News24 reports on the situation of Zainub Priya Dala, but the only new news it has comes from her Twitter feed, which I’d already seen, so I’ll just quote her directly, starting 9 hours ago.
I am admitted to St.Joseph’s Psychiatric Wing it was diagnosed that I have PTSD. No, I was not dragged kicking and screaming here
I spoke to a religious leader as I was in turmoil and his views were that I be admitted here so I can reflect on my religion and imaan
I then reluctantly came in for admission and soon realised I won’t be left alone as a staff member recognised me and the news spread
It seems like bad and also confused advice. Why would a psychiatric hospital be a good place to reflect on religion?
Due to very strong meds and the people pointing and whispering I told the nurses to call my doctor and discharge me
I felt that I would be safer at home, especially with the journo’s etc calling non-stop. But my doctor was gone on leave and
it was understood that his locum ( a qualified psychiatrist) herself could not authorise a discharge. She placed me on further meds
Ok that seems fucked up. I know pretty much nothing about how psych hospitals operate, and nothing about what kind of turmoil Dala was in, but even so, it seems badly wrong that she couldn’t leave when she wanted to. I could see waiting if she had no immediate way to get home and had too many drugs in her system to drive herself, but that’s not how she describes it. It seems outrageous to force her to wait for release from a doctor who is gone on leave.

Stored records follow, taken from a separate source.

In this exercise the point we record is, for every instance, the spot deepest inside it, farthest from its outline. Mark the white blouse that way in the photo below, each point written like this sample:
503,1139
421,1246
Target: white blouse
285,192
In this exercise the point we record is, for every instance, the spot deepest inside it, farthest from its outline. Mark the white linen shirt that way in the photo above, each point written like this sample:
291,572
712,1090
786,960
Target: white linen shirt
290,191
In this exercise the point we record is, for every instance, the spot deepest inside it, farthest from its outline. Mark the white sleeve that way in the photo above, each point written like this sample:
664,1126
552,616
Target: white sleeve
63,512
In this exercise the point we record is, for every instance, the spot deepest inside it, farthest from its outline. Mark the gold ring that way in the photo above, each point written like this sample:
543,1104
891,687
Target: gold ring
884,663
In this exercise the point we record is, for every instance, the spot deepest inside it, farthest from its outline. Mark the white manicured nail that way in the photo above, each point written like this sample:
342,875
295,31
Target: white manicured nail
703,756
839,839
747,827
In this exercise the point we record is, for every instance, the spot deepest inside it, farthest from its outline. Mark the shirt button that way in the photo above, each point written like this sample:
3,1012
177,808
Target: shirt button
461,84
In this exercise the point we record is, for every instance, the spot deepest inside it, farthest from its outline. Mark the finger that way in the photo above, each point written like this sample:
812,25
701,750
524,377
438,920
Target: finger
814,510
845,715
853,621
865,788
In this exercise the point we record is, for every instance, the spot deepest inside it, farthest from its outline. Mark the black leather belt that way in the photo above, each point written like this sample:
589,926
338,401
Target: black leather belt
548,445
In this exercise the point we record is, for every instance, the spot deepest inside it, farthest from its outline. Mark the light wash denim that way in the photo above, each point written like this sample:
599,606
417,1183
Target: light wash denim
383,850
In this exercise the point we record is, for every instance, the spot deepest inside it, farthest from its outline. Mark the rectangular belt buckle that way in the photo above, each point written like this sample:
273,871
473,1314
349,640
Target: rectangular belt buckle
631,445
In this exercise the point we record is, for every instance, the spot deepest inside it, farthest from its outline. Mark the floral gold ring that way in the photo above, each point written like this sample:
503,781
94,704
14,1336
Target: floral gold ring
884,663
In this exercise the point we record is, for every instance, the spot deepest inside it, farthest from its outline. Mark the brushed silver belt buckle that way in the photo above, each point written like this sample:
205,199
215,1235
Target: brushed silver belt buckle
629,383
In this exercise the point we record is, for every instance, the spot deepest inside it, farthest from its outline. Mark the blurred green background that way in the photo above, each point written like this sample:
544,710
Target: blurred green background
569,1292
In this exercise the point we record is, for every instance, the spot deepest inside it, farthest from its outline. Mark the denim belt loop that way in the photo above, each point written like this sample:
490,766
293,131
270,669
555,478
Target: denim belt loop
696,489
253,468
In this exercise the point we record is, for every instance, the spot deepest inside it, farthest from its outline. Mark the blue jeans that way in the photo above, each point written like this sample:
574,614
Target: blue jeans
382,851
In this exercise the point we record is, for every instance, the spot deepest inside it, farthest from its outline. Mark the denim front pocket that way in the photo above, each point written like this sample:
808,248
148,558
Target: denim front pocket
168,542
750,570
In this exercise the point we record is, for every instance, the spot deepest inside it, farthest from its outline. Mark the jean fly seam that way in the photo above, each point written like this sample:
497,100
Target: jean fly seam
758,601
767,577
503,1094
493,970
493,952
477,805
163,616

Hence I am here at St. Josephs and cannot be sent home until the doctor comes back. The wait, the reporters as well as the other patients
adds to my anxiety & paranoia. I know this: I need to get home. My husband is not FOR me being here, he just wants all this to just go away
After being harrassed by a journo about “The Satanic Verses” I admitted it befuddled me.He reported that I expressed admiration for it!
All this because she said, at a writers’ festival, that Salman Rushdie is among the writers whose style she admires.